Which, once again, is some pretty classic denial.
Because you can’t just love away anger. You can’t love away what some would call abusive parenting, and what would almost certainly cause major childhood-attachment issues. You can’t love away everyone you’ve ever known shaming you for your feelings. It doesn’t work.
You know those kung-fu movies where the kid who has never practiced a martial art becomes a master in the span of a few intensely-filmed training shots that last about two minutes of real time? I think this is what we sometimes expect in therapy. It’s a nice thought—it would be great if we could bring clients into our offices, teach them to love (themselves, others, the world, whatever) and send them out beaming. But therapy doesn’t work that way, and neither does real life.
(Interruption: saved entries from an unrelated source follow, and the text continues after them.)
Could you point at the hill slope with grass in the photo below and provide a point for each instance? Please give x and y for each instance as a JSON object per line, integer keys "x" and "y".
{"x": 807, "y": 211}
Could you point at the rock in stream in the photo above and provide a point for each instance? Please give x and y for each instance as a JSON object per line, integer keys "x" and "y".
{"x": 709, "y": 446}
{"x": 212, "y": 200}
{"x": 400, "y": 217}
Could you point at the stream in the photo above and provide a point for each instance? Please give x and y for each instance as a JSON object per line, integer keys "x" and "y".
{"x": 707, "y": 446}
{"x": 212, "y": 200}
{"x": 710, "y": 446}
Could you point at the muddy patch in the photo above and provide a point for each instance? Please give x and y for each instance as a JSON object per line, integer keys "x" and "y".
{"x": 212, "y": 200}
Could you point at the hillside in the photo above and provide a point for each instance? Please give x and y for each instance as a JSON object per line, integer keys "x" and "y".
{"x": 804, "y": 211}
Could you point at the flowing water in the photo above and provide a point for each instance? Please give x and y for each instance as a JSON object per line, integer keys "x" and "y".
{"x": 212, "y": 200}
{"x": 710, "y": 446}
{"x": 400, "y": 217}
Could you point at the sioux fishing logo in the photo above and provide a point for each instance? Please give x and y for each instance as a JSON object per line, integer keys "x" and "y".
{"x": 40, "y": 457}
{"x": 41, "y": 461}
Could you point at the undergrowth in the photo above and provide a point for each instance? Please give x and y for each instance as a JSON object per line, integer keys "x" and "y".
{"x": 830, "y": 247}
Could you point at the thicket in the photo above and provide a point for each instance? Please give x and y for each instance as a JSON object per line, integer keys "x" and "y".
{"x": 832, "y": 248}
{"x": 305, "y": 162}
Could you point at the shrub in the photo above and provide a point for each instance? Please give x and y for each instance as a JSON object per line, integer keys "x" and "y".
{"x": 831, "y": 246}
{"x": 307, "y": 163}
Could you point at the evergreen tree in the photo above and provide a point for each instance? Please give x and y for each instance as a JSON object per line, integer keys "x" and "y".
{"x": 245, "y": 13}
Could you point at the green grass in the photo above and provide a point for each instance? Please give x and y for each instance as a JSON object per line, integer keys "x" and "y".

We can’t move through the healing process if we skip all the middle steps. We can’t learn to love ourselves and others if we try to jump there directly from crippling shame and guilt. We have to realize what our feelings are, what caused them. We usually have to get angry about them (and this process definitely isn’t a hurried one). We have to feel sadness over the loss of the nurturing and support we were never given. We have to learn to find resolution through our tears and our pounding fists and our despair. We have to touch those wounded places in ourselves and, slowly, stitch the jagged edges closed again. And we will always have scars. Only then can we start moving on to love—love of ourselves, of our families, of those who hurt us.
Love doesn’t heal all. Love is what waits for us when we’ve healed. Because it’s the process of going through all the painful, messy, horrible steps that allows us to love ourselves, to have compassion for ourselves.
So why is this relevant to counselors (particularly to Naropa counselors, I might add)? Because we so very want it to be a true story. We want to jump from shame to love. We don’t want the messy steps. As counselors, we’re trained to know that we have to go through the messy steps. But our clients aren’t taught this. It’s our job to gently let them down into that realization, and support them when they get there.
I’ve heard a lot of therapist friends of mine espousing about the wonders of Frozen. And sure, it has its good points. But I think a lot of them missed this. Even therapists want to believe in the healing powers of love. And it’s true that our compassion and empathy for our clients can be tremendously healing. But that doesn’t prevent the messy parts of healing. It just makes them more bearable.